# Pubs, Whose Da Crew Man, Whose Da Crew !



## Bribie G (25/10/11)

Great to see that in the AABC national comp just finished in Adelaide, Pine Rivers Underground Brewers took out 3 of the (sadly only) 4 Queensland winning placings. 
Congrats to Lyall (Pale Lager), Rod Lock (APA) and Richard H. (Sweet Stout)

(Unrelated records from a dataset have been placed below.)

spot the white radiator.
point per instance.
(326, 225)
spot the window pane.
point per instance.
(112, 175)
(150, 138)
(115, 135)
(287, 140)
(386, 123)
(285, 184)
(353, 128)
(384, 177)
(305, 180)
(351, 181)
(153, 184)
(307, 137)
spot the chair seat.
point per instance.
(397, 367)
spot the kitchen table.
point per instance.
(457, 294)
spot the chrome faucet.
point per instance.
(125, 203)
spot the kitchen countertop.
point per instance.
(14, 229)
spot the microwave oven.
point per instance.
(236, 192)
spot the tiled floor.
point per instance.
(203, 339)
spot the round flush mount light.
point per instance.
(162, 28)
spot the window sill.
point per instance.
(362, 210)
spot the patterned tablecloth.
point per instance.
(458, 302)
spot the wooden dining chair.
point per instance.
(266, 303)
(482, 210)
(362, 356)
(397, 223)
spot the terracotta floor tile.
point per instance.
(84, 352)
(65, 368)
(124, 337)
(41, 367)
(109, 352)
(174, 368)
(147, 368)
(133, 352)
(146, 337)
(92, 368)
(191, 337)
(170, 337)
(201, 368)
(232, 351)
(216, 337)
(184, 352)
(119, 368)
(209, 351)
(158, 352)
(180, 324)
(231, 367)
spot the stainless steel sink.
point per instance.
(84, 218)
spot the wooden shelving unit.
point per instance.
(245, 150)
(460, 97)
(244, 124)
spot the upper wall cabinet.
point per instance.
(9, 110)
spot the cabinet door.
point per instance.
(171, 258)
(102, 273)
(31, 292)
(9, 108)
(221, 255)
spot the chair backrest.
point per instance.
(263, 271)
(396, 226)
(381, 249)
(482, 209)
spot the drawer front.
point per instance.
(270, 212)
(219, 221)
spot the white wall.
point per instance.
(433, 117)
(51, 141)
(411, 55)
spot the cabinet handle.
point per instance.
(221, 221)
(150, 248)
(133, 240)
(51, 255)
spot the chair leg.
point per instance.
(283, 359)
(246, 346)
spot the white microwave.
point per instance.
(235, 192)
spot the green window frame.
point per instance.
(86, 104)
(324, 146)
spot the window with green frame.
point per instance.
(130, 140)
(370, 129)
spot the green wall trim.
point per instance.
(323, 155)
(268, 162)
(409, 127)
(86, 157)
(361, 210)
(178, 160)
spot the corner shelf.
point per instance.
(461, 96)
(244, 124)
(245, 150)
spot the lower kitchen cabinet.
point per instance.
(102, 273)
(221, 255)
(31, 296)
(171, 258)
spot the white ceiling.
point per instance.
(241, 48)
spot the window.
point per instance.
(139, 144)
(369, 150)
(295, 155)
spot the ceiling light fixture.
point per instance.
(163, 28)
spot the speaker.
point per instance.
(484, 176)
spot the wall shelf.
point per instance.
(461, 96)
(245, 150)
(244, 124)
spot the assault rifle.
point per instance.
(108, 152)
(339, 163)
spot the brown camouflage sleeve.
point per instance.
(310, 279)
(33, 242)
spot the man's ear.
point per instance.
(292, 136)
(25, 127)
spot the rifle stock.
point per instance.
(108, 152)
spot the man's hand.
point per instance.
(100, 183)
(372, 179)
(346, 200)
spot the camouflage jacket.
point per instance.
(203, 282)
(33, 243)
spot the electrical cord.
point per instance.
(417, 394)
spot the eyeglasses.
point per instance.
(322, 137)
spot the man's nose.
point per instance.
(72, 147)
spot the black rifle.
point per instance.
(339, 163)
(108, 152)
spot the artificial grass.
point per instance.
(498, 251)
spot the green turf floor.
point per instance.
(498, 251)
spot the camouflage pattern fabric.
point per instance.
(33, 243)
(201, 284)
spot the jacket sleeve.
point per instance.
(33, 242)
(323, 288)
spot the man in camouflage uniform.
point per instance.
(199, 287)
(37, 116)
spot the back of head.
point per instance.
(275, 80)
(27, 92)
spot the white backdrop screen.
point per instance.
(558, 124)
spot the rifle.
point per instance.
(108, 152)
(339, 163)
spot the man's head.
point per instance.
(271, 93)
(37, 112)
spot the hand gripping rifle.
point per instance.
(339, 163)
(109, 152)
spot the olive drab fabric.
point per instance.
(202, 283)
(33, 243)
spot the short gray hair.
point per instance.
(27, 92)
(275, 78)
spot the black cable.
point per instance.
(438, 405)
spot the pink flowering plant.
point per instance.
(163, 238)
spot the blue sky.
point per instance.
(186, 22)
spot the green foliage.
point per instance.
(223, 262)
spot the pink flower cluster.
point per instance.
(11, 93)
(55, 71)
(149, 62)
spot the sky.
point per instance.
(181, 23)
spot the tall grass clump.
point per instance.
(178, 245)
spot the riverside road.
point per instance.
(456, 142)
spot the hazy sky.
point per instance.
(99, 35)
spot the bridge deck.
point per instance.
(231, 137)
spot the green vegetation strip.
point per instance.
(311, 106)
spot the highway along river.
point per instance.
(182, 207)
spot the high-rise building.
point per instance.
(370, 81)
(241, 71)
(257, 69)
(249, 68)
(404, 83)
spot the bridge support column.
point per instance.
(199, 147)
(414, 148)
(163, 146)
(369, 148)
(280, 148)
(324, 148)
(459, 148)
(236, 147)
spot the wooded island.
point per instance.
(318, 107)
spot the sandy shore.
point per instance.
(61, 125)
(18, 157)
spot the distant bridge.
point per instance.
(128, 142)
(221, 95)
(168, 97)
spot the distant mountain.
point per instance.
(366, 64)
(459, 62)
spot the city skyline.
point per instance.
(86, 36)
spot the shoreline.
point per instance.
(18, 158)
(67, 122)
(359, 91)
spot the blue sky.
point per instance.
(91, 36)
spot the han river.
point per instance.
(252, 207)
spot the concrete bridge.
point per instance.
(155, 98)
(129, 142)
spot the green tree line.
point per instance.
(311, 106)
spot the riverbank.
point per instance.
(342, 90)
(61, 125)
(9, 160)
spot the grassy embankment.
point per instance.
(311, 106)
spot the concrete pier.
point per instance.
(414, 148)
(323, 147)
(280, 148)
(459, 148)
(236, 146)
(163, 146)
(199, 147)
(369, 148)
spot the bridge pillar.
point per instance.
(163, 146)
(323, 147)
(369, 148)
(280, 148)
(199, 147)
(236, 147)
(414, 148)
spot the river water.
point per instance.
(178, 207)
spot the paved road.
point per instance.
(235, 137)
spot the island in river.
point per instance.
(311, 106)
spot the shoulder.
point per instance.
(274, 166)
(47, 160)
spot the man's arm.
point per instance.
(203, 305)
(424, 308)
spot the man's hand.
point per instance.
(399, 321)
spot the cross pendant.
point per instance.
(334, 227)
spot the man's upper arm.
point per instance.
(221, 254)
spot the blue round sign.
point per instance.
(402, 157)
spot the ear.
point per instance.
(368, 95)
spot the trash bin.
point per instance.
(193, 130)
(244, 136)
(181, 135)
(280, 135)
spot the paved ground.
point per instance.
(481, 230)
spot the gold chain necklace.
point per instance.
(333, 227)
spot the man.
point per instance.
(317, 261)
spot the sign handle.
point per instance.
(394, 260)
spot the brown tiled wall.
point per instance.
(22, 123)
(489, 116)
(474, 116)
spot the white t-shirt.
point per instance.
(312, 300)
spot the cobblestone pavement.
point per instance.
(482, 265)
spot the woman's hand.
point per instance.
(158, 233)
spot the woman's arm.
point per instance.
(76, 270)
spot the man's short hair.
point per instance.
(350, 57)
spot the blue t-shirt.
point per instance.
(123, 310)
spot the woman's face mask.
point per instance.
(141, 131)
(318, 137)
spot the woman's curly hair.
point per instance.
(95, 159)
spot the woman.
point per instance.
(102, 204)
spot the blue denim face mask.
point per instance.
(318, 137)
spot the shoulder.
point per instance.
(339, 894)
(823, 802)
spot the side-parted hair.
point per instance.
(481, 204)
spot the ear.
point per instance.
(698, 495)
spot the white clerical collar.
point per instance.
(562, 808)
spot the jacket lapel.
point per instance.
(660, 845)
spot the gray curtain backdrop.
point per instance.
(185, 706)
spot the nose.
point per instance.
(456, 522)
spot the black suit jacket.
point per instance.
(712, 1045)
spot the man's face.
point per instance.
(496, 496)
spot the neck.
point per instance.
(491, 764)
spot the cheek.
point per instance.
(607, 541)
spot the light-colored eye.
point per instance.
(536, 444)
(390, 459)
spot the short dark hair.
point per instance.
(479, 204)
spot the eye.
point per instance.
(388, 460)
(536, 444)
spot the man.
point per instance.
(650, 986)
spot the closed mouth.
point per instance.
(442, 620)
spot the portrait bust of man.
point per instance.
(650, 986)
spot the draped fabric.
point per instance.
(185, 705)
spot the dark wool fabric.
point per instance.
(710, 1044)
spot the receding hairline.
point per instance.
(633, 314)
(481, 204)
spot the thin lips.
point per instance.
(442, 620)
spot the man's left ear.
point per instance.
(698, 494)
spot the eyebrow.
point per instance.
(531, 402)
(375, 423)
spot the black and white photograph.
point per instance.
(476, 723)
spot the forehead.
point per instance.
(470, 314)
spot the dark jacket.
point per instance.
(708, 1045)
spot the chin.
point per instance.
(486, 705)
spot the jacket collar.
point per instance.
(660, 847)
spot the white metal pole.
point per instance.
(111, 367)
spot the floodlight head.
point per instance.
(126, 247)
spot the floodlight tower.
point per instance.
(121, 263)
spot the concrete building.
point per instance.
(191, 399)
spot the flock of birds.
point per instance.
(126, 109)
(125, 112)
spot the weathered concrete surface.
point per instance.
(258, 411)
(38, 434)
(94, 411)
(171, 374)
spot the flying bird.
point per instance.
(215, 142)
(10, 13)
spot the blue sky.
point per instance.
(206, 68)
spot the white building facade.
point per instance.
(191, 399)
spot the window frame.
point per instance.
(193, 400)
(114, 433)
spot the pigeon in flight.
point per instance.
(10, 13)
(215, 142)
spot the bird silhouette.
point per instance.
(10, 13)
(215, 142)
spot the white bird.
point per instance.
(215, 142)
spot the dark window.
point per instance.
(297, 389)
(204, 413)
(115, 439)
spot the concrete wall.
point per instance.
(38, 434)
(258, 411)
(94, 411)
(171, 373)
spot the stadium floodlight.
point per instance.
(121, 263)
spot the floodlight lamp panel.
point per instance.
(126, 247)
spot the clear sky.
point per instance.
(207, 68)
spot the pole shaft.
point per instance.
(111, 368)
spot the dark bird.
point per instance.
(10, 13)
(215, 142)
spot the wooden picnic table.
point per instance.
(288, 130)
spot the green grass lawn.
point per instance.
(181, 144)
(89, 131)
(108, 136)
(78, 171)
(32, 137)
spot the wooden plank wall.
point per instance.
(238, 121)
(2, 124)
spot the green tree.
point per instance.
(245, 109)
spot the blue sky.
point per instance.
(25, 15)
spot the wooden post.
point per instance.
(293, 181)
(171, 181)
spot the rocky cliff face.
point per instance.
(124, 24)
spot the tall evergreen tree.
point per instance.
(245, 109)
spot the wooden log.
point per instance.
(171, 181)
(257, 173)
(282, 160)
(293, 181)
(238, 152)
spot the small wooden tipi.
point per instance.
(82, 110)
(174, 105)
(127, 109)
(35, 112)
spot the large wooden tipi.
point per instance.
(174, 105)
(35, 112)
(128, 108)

Also congrats to Simeon from BABBs (Weizen) - man those Mexicans had it all over us this year


----------



## winkle (25/10/11)

Bribie G said:


> Great to see that in the AABC national comp just finished in Adelaide, Pine Rivers Underground Brewers took out 3 of the (sadly only) 4 Queensland winning placings.
> Congrats to Lyall (Pale Lager), Rod Lock (APA) and Richard H. (Sweet Stout)
> 
> Also congrats to Simeon from BABBs (Weizen) - man those Mexicans had it all over us this year




"Beaten like a red-haired step-child"
again


----------



## NickB (25/10/11)

Well, I've kept my record alive. Two years in a row: Stouts 1st/2nd in QABC, dead last in AABC.

Woot for me....... <_<


----------



## fcmcg (25/10/11)

Yes ,
Us Mexicans very glady took out best state !!!  
Sorry Bribie...guess the midnight liqour wasn't up to scratch this time h34r: 
Maybe next year......
Fergthevictorian


----------